2.1 Model Imitation Attack

Model imitation attack (also referred to as “extraction" or “stealing") has been studied for simple classification tasks (tramer2016stealing), vision tasks (orekondy2019knockoff), and NLP tasks (krishna2019thieves; wallace2020imitation). Generally, model imitation attack aims to reconstruct a local copy or to steal the functionality of a black-box API. If the reconstruction is successful, the attacker has effectively stolen the intellectual property.

Past works on imitation attack (krishna2019thieves; wallace2020imitation) mainly focus on how to imitate a model with performance approximate to the victim API in the source domain. Whether a more powerful attacker can steal a model that is better than any victim APIs in new domains is largely unexplored.

2.2 Unsupervised Domain Adaption

Domain adaptation is a task of adapting a pre-trained model on a source domain to a target domain. It can be fulfilled in two mechanisms: supervised adaptation and unsupervised adaptation. The former can achieve an outstanding performance with a small amount of in-domain labeled data (daume-iii-2007-frustratingly; ben2007analysis). In contrast, the unsupervised domain adaptation (UDA) (miller2019simplified; ganin2015unsupervised) does not require ground-truth labels in the target domain, hence is more challenging but attractive.

This work is under the umbrella of UDA family (wang2021generalizing; miller2019simplified). We differentiate our work from other UDA works in terms of the intent. Other UDA works aim to improve the models in both source domains and target domains simultaneously, while imitation attack focus on optimizing the attackers in target domains. We exploit UDA from a dark side, where one can leverage domain adaptation to violate IP of commercial APIs, but benefit from such violations.

2.3 Ensemble for Knowledge Distillation

Model imitation attack is related to knowledge distillation (KD) (hinton2015distilling). Emergent knowledge distillation (bucilua2006model; hinton2015distilling) aims to transfer knowledge from a large teacher model to a small student model for the sake of model compression. By encouraging the student model to approximate the behaviors of the teacher model, the student is able to imitate the teacher’s behavior with minor quality loss but more efficient inference (furlanello2018born; dvornik2019diversity; anil2018large).

However, model imitation differs from distillation in terms of data usage. Particularly, the victim’s (i.e., teacher’s) training data is usually unknown as the victim API is deployed in a black-box manner. Thus, malicious users tend to consider unlabeled queries more likely to be collected from other domains (xie2020self) or generated from pre-trained generative models (ravuri2019classification; kumar2020data; 9053146). Our work considers a more realistic setting, as victim and attack models are under different domains and express distinctive interests.

On the other hand, with the development of multi-task learning, multi-teacher distillation has been proposed, which is targeted at distilling multiple single-task models into a single multi-task model (tan2019multilingual; clark2019bam; saleh2020collective).

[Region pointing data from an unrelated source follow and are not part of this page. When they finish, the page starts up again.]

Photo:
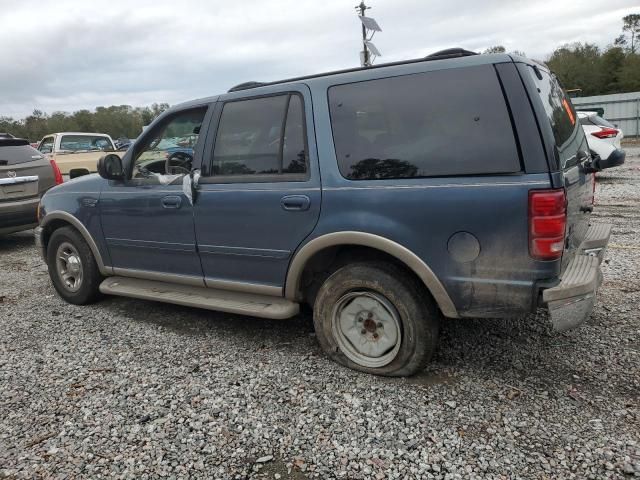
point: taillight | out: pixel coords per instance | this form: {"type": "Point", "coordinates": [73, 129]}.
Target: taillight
{"type": "Point", "coordinates": [547, 223]}
{"type": "Point", "coordinates": [606, 133]}
{"type": "Point", "coordinates": [57, 175]}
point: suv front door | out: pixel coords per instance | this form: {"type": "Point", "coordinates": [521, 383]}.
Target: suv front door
{"type": "Point", "coordinates": [259, 195]}
{"type": "Point", "coordinates": [147, 220]}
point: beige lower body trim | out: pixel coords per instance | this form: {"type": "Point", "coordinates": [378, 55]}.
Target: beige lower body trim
{"type": "Point", "coordinates": [192, 280]}
{"type": "Point", "coordinates": [212, 299]}
{"type": "Point", "coordinates": [258, 289]}
{"type": "Point", "coordinates": [67, 217]}
{"type": "Point", "coordinates": [377, 242]}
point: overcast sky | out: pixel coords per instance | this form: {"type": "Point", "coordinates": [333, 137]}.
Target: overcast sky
{"type": "Point", "coordinates": [64, 55]}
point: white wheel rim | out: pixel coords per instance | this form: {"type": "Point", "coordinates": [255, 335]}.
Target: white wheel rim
{"type": "Point", "coordinates": [69, 266]}
{"type": "Point", "coordinates": [366, 327]}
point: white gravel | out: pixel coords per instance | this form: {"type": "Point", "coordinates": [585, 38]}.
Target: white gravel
{"type": "Point", "coordinates": [134, 389]}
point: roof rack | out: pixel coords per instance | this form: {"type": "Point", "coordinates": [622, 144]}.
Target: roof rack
{"type": "Point", "coordinates": [246, 85]}
{"type": "Point", "coordinates": [450, 53]}
{"type": "Point", "coordinates": [440, 55]}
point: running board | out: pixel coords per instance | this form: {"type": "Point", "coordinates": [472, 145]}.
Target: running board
{"type": "Point", "coordinates": [201, 297]}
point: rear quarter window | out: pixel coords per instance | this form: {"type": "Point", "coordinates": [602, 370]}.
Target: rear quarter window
{"type": "Point", "coordinates": [567, 132]}
{"type": "Point", "coordinates": [441, 123]}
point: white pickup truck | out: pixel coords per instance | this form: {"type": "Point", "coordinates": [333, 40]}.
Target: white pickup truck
{"type": "Point", "coordinates": [76, 150]}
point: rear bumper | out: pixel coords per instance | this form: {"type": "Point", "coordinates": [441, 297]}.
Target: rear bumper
{"type": "Point", "coordinates": [18, 215]}
{"type": "Point", "coordinates": [571, 301]}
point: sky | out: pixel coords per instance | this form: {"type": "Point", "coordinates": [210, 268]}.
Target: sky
{"type": "Point", "coordinates": [65, 55]}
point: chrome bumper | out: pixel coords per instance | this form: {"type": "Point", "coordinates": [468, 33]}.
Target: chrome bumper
{"type": "Point", "coordinates": [571, 301]}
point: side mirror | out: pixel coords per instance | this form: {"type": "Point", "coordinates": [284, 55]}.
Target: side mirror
{"type": "Point", "coordinates": [110, 167]}
{"type": "Point", "coordinates": [614, 160]}
{"type": "Point", "coordinates": [77, 172]}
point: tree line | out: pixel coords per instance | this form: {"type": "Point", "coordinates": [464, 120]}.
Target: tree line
{"type": "Point", "coordinates": [591, 70]}
{"type": "Point", "coordinates": [116, 120]}
{"type": "Point", "coordinates": [580, 66]}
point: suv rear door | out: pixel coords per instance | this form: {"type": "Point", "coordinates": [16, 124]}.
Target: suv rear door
{"type": "Point", "coordinates": [259, 195]}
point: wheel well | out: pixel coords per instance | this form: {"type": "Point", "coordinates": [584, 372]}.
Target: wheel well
{"type": "Point", "coordinates": [323, 263]}
{"type": "Point", "coordinates": [51, 227]}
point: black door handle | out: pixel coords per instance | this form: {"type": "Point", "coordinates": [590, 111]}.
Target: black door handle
{"type": "Point", "coordinates": [295, 202]}
{"type": "Point", "coordinates": [171, 201]}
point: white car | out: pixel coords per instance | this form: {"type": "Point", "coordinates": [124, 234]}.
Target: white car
{"type": "Point", "coordinates": [603, 137]}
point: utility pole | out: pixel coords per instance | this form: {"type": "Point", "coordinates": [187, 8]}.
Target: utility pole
{"type": "Point", "coordinates": [365, 50]}
{"type": "Point", "coordinates": [369, 50]}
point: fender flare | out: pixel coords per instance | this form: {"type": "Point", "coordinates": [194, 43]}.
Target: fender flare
{"type": "Point", "coordinates": [77, 224]}
{"type": "Point", "coordinates": [403, 254]}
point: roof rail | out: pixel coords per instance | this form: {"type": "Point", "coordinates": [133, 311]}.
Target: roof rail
{"type": "Point", "coordinates": [450, 53]}
{"type": "Point", "coordinates": [442, 54]}
{"type": "Point", "coordinates": [246, 86]}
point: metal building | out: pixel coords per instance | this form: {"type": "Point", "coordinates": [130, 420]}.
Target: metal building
{"type": "Point", "coordinates": [623, 109]}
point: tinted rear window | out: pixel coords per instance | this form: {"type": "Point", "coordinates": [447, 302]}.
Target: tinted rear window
{"type": "Point", "coordinates": [601, 122]}
{"type": "Point", "coordinates": [76, 143]}
{"type": "Point", "coordinates": [15, 154]}
{"type": "Point", "coordinates": [442, 123]}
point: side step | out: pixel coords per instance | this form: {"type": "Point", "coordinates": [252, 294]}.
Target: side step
{"type": "Point", "coordinates": [201, 297]}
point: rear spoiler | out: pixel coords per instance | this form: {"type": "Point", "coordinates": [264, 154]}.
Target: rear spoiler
{"type": "Point", "coordinates": [13, 142]}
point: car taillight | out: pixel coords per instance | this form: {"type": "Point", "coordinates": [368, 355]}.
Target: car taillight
{"type": "Point", "coordinates": [606, 133]}
{"type": "Point", "coordinates": [57, 175]}
{"type": "Point", "coordinates": [547, 223]}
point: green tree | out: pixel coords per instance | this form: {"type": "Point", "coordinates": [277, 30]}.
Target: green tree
{"type": "Point", "coordinates": [611, 63]}
{"type": "Point", "coordinates": [631, 26]}
{"type": "Point", "coordinates": [579, 66]}
{"type": "Point", "coordinates": [629, 75]}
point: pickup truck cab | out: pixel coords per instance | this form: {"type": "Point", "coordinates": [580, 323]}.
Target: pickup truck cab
{"type": "Point", "coordinates": [76, 150]}
{"type": "Point", "coordinates": [388, 198]}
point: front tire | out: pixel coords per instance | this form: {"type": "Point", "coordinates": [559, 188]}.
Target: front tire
{"type": "Point", "coordinates": [376, 318]}
{"type": "Point", "coordinates": [72, 267]}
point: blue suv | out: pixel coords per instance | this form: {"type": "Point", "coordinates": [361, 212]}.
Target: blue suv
{"type": "Point", "coordinates": [387, 198]}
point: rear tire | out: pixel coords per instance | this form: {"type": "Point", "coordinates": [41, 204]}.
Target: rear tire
{"type": "Point", "coordinates": [376, 318]}
{"type": "Point", "coordinates": [72, 267]}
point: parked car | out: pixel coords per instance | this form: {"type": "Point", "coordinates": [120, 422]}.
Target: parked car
{"type": "Point", "coordinates": [604, 137]}
{"type": "Point", "coordinates": [76, 150]}
{"type": "Point", "coordinates": [380, 196]}
{"type": "Point", "coordinates": [25, 174]}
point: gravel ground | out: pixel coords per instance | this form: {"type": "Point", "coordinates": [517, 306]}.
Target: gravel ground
{"type": "Point", "coordinates": [134, 389]}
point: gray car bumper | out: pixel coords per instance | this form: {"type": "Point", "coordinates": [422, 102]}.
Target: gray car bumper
{"type": "Point", "coordinates": [571, 301]}
{"type": "Point", "coordinates": [37, 235]}
{"type": "Point", "coordinates": [18, 215]}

These lines of works lie in the spirit of improving model performance and encouraging parameter reduction via KD.

The dichotomy between our work and previous works is we are interested in an ensemble distillation of single-task models, where all teachers and the student work on the same task. The gist of this approach aims to leverage the collective wisdom to obtain a better student outperforming its teachers, which is similar to the ensemble learning (opitz1999popular). However, ensemble learning focuses more on the aggregation of the predictions of different models at the inference stage, whereas our proposed method not only gathers the inputs and their predictions, but also trains a new model on the input-prediction pairs.

Figure 1: The workflow of the imitation attack and its harm. The attacker labels queries(x) using multiple victim APIs, and then trains an attacker model on the resulting data. Finally, the attacker could publish a new API service, which could become a competitor of the victim services, thus eroding their market shares.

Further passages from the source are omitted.